Her hunger strike has helped get media attention for Idle No More and she has become an icon for Idle No More activists.

That's the Twitter hashtag being used to spread information about the movement and to organize its actions. Twitter users add "#IdleNoMore" (upper or lower case) to their tweets and others follow or search for that hashtag.

The first tweet with that hashtag was sent Nov. 30 by Tanya Kappo, an aboriginal activist in Edmonton, who tweets prolifically as @Nehiyahskwew.

For the record, here's the text of her tweet:

Kappo was one of the event organizers. Within weeks #IdleNoMore was trending on Twitter.

The movement is grassroots. "It's all volunteer and we have no finances," according to co-founder Jessica Gordon.

It has been compared to the Occupy movement that began in 2011.

So there is no formal connection between the AFN, which represents First Nations citizens in Canada, and Idle No More.

AFN National Chief Shawn Atleo has publicly expressed support for Idle No More.

"Through the 'Idle No More' movement, we have seen a tremendous outpouring of energy, pride and determination by our peoples in recent weeks," Atleo said in a Jan 3 media release. "This level of citizen and community engagement is absolutely essential to achieve the change we all want," he added.

While Harper will meet with an AFN delegation on Jan. 11, that was a demand from Chief Spence in connection with her hunger strike rather than a demand from Idle No More.

Harper was asked at a press conference on Friday in Oakville, Ont., if he is worried whether the movement will snowball similar to the Occupy movement. He responded, "People have the right in our country to demonstrate and express their points of view peacefully as long as they obey the law, but I think the Canadian population expects everyone will obey the law in holding such protests."

That's the number of the bill introduced by the Harper government on Oct. 18 with the title, "A second Act to implement certain provisions of the budget tabled in Parliament on March 29, 2012, and other measures."

The bill passed and then received royal assent on Dec. 14 and is now known as the "Jobs and Growth Act, 2012."

C-45 is better known as the second omnibus budget bill. The act changes the legislation contained in 64 acts or regulations. The act itself runs over more than 400 pages.

The changes that most concern the Idle No More movement are the ones to these acts:

Indian Act.

Navigation Protection Act (former Navigable Waters Protection Act).

Environmental Assessment Act.

In addition to the changes, those involved in the movement were angered by what they call a lack of consultation with indigenous peoples. The movement has also expressed concern about other acts and bills from the Harper government.

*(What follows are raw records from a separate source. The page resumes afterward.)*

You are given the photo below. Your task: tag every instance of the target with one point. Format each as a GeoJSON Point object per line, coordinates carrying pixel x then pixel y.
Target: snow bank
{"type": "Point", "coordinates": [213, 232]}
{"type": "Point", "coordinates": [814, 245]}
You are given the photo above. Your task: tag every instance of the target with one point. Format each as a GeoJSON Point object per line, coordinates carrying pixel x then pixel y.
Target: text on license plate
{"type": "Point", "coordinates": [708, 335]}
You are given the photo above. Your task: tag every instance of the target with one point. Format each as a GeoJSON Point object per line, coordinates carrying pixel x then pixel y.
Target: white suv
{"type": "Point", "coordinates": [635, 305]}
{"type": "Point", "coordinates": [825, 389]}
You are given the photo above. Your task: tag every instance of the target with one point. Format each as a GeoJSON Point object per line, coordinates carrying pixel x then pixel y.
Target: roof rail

Indian Act: First Nations communities can now lease designated reserve lands if a majority attending a meeting called for that purpose vote to do so, regardless of how many people show up. Previously, approval required the support of a majority of eligible voters.

The Aboriginal Affairs minister can call the meeting to consider surrendering band territory. The minister can choose to ignore a resolution from the band council that's in opposition to a decision at the meeting.

Idle No More says these changes allow "for easier opening of treaty lands and territory."

Navigation Protection Act: Under the act, major pipeline and power line project advocates aren't required to prove their project won't damage or destroy a navigable waterway it crosses, unless the waterway is on a list prepared by the transportation minister. Idle No More claims the amendments remove that protection for 99.9 per cent of lakes and rivers in Canada.

Environmental Assessment Act: The first omnibus budget bill had already overhauled the assessment process and the second one reduces further the number of projects that would require assessment under the old provisions. Idle No More objects to the faster approval process.